Kultar Garcha, GP partner at Hounslow Family Practice, North West London ICB and medical director at Flow Neuroscience, explains that evidence alone isn’t enough to end the mental health postcode lottery. 

The clinical and economic case for neurostimulation in moderate to severe depression is now undeniable. A recent evaluation published in BMJ Mental Health demonstrates that rapid transcranial magnetic stimulation (rTMS) brain stimulation therapy offers an incremental cost-effectiveness ratio well below the NICE threshold. For a healthcare system grappling with a mental health crisis, this should be the green light moment. 

But as a clinician, I know that evidence alone does not get treatment to patients. 

The real hurdle is the delivery. Current neurostimulation models, particularly rTMS, depend on physical infrastructure, face-to-face appointments, and human effort: specialist clinics, trained staff, and high-throughput services. In an NHS where capacity is already stretched to a breaking point, this creates a structural bottleneck. Despite being NICE-approved since 2015, rTMS is currently available in only one in seven NHS Trusts. 

A geographic lottery

At this rate, access to this type of care remains a geographic lottery. 

If we want neurostimulation to move beyond small-scale pilots and reach the millions who need it, we must shift our focus to how we deliver it at scale. 

This requires a move toward more flexible, decentralised models of care. And this means expanding the conversation to include other neurostimulation approaches that don’t need physical infrastructure. Technologies like home-based transcranial direct current stimulation (tDCS) are no longer fringe alternatives but essential components of a modern service. Supported by NICE guidance and recent trials showing remission rates as high as 57.5%, home-based tDCS removes the clinic as the biggest barrier to access. 

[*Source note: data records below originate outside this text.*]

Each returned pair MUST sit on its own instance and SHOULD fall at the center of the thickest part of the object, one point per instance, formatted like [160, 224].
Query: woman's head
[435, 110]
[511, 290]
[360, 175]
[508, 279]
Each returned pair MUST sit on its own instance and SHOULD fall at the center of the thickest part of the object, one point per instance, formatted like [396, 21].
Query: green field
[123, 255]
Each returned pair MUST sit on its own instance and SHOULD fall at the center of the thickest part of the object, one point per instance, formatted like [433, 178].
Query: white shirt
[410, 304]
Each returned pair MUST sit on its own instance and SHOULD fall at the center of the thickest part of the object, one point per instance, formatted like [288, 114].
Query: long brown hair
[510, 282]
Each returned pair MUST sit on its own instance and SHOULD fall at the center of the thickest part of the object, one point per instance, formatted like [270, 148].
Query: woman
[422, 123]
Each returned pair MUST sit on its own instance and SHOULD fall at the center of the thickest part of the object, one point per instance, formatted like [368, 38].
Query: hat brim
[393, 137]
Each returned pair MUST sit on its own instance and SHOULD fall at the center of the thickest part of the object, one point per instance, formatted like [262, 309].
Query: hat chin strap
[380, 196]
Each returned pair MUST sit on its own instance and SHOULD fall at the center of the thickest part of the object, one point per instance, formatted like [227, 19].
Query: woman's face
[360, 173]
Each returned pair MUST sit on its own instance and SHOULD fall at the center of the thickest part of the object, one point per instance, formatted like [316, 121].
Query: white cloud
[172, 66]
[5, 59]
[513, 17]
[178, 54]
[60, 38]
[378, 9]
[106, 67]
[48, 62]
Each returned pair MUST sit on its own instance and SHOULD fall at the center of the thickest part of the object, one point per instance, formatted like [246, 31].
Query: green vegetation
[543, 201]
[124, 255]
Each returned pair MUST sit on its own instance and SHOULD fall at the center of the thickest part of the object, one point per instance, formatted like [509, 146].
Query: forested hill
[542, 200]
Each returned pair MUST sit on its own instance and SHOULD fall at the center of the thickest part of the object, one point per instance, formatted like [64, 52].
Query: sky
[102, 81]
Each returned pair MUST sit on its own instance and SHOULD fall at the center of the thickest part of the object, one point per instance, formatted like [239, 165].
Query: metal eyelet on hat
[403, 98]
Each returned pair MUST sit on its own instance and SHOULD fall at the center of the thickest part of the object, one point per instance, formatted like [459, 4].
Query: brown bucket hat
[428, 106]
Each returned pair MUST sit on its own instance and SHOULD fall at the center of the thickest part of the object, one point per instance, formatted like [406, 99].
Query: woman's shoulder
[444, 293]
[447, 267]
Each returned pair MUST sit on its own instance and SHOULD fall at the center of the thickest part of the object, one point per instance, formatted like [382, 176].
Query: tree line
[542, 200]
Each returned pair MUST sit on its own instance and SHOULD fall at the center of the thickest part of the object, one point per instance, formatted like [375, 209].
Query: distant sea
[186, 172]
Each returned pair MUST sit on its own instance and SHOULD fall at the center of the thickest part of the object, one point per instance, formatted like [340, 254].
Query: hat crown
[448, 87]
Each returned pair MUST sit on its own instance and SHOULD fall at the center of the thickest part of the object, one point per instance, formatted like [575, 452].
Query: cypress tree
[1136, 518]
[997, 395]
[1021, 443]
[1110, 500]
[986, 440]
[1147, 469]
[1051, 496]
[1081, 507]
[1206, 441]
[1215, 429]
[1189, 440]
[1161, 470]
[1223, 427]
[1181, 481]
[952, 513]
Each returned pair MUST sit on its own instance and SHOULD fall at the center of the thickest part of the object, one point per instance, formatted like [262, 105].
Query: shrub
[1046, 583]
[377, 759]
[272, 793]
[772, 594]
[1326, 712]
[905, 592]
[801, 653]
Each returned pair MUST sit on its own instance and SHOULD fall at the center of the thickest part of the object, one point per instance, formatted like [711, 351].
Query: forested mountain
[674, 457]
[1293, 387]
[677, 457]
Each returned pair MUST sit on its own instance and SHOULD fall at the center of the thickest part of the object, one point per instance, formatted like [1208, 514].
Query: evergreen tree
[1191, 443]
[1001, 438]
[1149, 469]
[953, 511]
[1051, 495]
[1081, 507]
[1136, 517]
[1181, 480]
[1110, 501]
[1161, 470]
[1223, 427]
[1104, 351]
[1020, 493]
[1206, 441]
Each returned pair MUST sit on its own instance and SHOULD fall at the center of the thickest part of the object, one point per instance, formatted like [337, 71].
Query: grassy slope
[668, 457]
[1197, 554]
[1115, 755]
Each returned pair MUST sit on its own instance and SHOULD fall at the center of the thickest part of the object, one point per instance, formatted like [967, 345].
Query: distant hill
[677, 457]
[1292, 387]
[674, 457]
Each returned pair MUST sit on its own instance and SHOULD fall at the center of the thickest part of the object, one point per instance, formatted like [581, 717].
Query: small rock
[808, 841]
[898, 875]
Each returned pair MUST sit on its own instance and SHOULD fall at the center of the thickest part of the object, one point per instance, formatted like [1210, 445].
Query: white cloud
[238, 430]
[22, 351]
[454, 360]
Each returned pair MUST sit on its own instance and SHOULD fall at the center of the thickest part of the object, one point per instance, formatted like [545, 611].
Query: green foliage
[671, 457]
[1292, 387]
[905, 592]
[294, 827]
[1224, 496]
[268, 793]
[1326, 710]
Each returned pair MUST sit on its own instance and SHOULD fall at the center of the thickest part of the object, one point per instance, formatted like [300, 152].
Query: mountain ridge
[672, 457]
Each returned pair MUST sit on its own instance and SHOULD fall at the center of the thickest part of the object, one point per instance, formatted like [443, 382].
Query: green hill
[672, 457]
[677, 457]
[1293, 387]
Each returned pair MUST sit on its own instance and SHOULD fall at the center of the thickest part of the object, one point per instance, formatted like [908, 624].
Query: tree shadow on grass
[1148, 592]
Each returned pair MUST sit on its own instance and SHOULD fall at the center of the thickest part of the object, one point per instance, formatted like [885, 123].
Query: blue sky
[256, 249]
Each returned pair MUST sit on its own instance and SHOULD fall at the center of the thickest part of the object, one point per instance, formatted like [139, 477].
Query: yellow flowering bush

In my own practice, I’ve seen what happens when we empower patients to manage their treatment at home under remote clinical supervision. They get fast access, they take greater ownership of their recovery, and – perhaps most importantly for the NHS – it frees up clinic-based treatments for the cases that truly require it. These are not trivial considerations when designing services that need to reach patients at scale. 

The economic argument for neurostimulation has been won. The next battle is for the delivery model.  

If we continue to tether innovation to overstretched clinics, we will continue to fail the patients who need these treatments most. It is time to embrace a hybrid approach that combines the power of the clinic with the reach of the home.